Der Gusu Lan Clan hatte seit jeher das Interesse der Menschen geweckt. In bürgerlichen Kreisen gab es viele Geschichten und Legenden, die sich um das abenteuerliche Leben von Kultivisten drehten, doch über keinen anderen Clan wurde mehr spekuliert, philosophiert und geträumt, als über den Gusu Lan Clan.
Die Kultivisten des Lan Clan galten als edel und unantastbar. Jeder, der einer dieser schönen, graziösen Gestalten je persönlich begegnet war, konnte dies bestätigen.
Junge Mädchen kamen von überall her, um die hübschen Männer aus der Ferne kämpfen zu sehen, doch auch für das männliche Publikum gab es gute Unterhaltung.
Abgesehen von Duellen jeglicher Art – spirituell oder mit dem Schwert – war dies die einzige Gelegenheit des Jahres auch die weiblichen Kultivisten von Gusu zu sehen.

Zu Beginn des Turniers hielt Lan XiChen eine Rede.

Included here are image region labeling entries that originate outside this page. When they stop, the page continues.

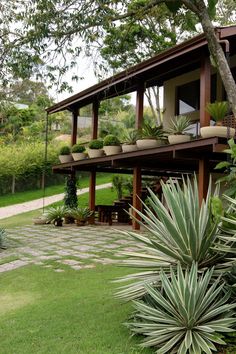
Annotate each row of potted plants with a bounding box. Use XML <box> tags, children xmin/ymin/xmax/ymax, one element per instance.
<box><xmin>59</xmin><ymin>101</ymin><xmax>235</xmax><ymax>163</ymax></box>
<box><xmin>43</xmin><ymin>206</ymin><xmax>93</xmax><ymax>226</ymax></box>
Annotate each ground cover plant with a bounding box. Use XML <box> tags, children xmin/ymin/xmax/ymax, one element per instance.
<box><xmin>0</xmin><ymin>266</ymin><xmax>152</xmax><ymax>354</ymax></box>
<box><xmin>0</xmin><ymin>173</ymin><xmax>112</xmax><ymax>207</ymax></box>
<box><xmin>117</xmin><ymin>179</ymin><xmax>236</xmax><ymax>354</ymax></box>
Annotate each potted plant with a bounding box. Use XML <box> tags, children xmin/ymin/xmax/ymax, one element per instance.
<box><xmin>200</xmin><ymin>101</ymin><xmax>235</xmax><ymax>138</ymax></box>
<box><xmin>88</xmin><ymin>139</ymin><xmax>104</xmax><ymax>157</ymax></box>
<box><xmin>167</xmin><ymin>115</ymin><xmax>191</xmax><ymax>144</ymax></box>
<box><xmin>137</xmin><ymin>123</ymin><xmax>164</xmax><ymax>149</ymax></box>
<box><xmin>71</xmin><ymin>144</ymin><xmax>86</xmax><ymax>161</ymax></box>
<box><xmin>44</xmin><ymin>206</ymin><xmax>66</xmax><ymax>226</ymax></box>
<box><xmin>122</xmin><ymin>129</ymin><xmax>138</xmax><ymax>152</ymax></box>
<box><xmin>72</xmin><ymin>207</ymin><xmax>93</xmax><ymax>226</ymax></box>
<box><xmin>104</xmin><ymin>134</ymin><xmax>121</xmax><ymax>155</ymax></box>
<box><xmin>59</xmin><ymin>145</ymin><xmax>73</xmax><ymax>163</ymax></box>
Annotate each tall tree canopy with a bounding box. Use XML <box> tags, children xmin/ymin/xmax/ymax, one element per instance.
<box><xmin>0</xmin><ymin>0</ymin><xmax>236</xmax><ymax>115</ymax></box>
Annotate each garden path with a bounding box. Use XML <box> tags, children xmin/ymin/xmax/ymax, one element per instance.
<box><xmin>0</xmin><ymin>225</ymin><xmax>138</xmax><ymax>273</ymax></box>
<box><xmin>0</xmin><ymin>183</ymin><xmax>111</xmax><ymax>219</ymax></box>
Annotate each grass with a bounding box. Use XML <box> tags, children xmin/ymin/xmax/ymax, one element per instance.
<box><xmin>0</xmin><ymin>173</ymin><xmax>112</xmax><ymax>207</ymax></box>
<box><xmin>0</xmin><ymin>188</ymin><xmax>116</xmax><ymax>230</ymax></box>
<box><xmin>0</xmin><ymin>266</ymin><xmax>153</xmax><ymax>354</ymax></box>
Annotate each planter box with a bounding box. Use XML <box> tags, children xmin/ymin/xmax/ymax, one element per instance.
<box><xmin>200</xmin><ymin>125</ymin><xmax>235</xmax><ymax>138</ymax></box>
<box><xmin>137</xmin><ymin>139</ymin><xmax>162</xmax><ymax>149</ymax></box>
<box><xmin>168</xmin><ymin>134</ymin><xmax>191</xmax><ymax>144</ymax></box>
<box><xmin>103</xmin><ymin>145</ymin><xmax>121</xmax><ymax>155</ymax></box>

Er bedankte sich für das Erscheinen der Zuschauer und bei seinen Clanmitgliedern.
Wei WuXian stand, gemeinsam mit Lan SiZhui und anderen Kultivisten des Lan Clan, in der ersten Reihe. Die Männer waren in Weiß und Hellblau gekleidet, ihre Haare mit silbern verschnörkelten Spangen fixiert.

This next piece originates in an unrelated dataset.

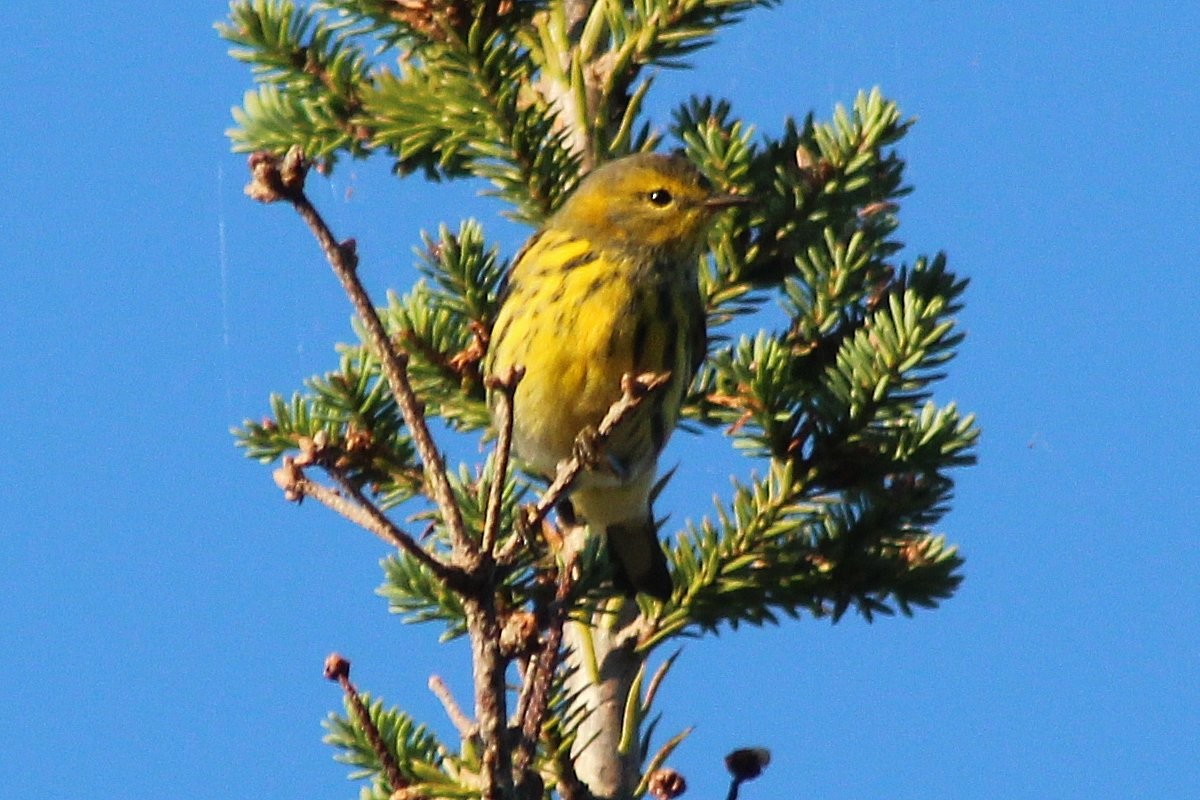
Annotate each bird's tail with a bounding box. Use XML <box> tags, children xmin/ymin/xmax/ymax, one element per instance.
<box><xmin>605</xmin><ymin>513</ymin><xmax>674</xmax><ymax>601</ymax></box>
<box><xmin>570</xmin><ymin>475</ymin><xmax>674</xmax><ymax>600</ymax></box>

Wei WuXian trug nun zum ersten Mal das Stirnband des Gusu Lan Clan. Als ihm die dünne Seidenschleife umgebunden worden war, hatte er an die vielen Situationen denken müssen, in denen er Scherze mit Lan WangJis Stirnband getrieben hatte. Nie wäre ihm in den Sinn gekommen, dass er es eines Tages selbst tragen würde.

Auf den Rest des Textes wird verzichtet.